Boosting Academic Achievement

Proponents of year-round school believe that the long summer break causes academic loss because students aren't practicing their skills on a daily basis and that this academic atrophy can be avoided by adopting a year-round schedule. In fact, schools on a year-round schedule do perform slightly better than students in traditional schools, writes retired teacher, Glori Chaika, in a 2010 article for "Educational Leadership." This can be particularly beneficial for low-income students who might not have access to educational activities over summer break, and for low-achieving students who need constant and consistent practice.

Maximizing Educational Opportunities

Keeping the schools open year-round can save school districts money that can be funneled back into the classroom for supplies and curriculum materials. The Oxnard School District in California reported a savings of $20 million and the Marion School District in Florida reported saving $12 million, according to Chaika. Year-round school can reduce teacher burnout, which benefits students because they have access to enthusiastic teachers who work diligently to educate them. Year-round school can also reduce class sizes, because all the students aren't in school at the same time.

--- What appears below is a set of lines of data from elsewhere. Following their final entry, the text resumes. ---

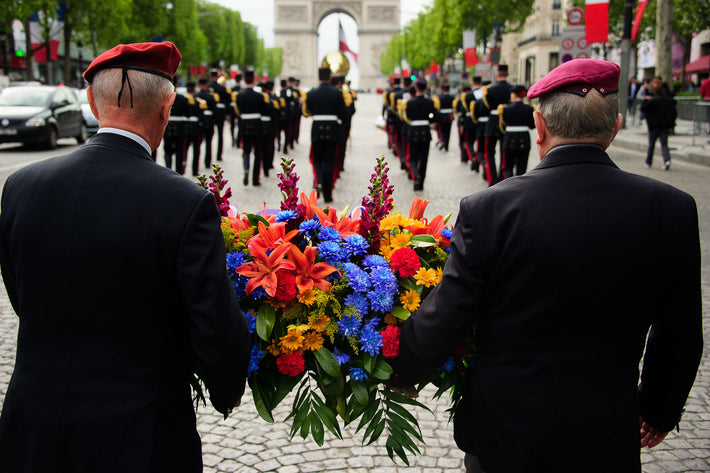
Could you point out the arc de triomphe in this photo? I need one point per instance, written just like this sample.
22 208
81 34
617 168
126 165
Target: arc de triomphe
296 31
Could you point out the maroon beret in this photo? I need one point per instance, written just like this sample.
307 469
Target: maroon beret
579 76
161 59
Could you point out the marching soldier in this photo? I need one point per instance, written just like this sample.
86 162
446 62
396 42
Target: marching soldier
175 136
250 104
516 120
207 118
497 94
223 98
444 104
419 112
326 105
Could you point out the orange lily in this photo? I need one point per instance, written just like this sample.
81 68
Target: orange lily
262 270
272 235
308 272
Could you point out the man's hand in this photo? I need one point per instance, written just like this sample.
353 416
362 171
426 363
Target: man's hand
650 437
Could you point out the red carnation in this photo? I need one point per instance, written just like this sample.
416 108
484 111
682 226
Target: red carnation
390 341
291 364
405 262
286 289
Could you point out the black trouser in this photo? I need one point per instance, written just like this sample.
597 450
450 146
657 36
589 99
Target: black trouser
323 164
653 135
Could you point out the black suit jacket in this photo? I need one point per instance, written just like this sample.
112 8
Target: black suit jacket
564 270
116 269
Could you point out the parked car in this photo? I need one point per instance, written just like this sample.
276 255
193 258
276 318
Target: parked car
92 123
40 114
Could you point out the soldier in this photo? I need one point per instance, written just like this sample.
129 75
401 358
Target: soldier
269 122
223 98
444 103
497 94
175 137
516 120
196 107
326 105
419 112
207 118
249 107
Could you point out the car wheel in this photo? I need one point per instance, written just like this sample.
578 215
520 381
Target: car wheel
52 140
81 137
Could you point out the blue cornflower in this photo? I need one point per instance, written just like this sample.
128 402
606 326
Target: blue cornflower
358 279
356 374
356 245
349 325
286 215
309 226
358 301
447 366
329 234
254 359
370 340
251 319
341 357
374 261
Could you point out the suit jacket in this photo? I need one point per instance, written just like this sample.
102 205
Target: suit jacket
116 269
564 269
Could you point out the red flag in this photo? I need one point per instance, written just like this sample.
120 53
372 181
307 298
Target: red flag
637 19
596 13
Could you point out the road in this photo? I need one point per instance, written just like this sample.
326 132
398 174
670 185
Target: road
245 443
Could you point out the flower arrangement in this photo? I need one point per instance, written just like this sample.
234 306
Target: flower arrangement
324 293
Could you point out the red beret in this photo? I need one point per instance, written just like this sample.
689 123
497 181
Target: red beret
161 59
579 76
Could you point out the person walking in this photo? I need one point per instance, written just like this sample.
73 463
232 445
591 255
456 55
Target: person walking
660 111
542 265
326 105
136 295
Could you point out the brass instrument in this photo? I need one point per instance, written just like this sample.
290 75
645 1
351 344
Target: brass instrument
337 62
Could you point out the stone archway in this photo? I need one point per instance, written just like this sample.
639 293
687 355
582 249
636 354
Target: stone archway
296 31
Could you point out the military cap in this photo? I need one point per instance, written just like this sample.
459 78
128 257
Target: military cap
579 76
324 73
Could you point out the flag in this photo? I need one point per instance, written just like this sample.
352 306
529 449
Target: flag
596 28
343 45
637 20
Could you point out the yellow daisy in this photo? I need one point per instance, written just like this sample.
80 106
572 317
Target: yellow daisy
425 277
410 300
313 341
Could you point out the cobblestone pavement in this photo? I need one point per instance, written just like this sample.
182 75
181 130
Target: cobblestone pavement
244 443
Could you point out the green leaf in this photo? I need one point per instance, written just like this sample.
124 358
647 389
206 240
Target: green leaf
327 361
360 393
400 312
265 320
422 241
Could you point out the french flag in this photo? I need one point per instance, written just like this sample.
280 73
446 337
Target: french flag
596 13
55 35
343 45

Impact on the School Environment

Year-round schooling can interfere with the school environment because the school is never empty for maintenance. For example, some schools aren't cleaned as often because the classrooms are always in use. Teachers who teach in year-round schools don't have their own classrooms because they take turns using them when their track is in session. As a result, teachers wheel supplies and materials around on carts. Schools that aren't air-conditioned can get quite uncomfortable during hot summer months, which impacts concentration and learning. Teachers also have less time to prepare because they don't get the summer to plan.

Scheduling Challenges

Many parents find year-round school difficult because they must schedule child care for their children when they aren't in school. This is easier over summer break because many schools and community organizations offer summer camps, but that isn't always the case with year-round school breaks. In the classroom, scheduling academic units is more difficult because many teachers feel that as soon as they get their students interested and immersed in a topic, they go on break, the Scholastic website notes.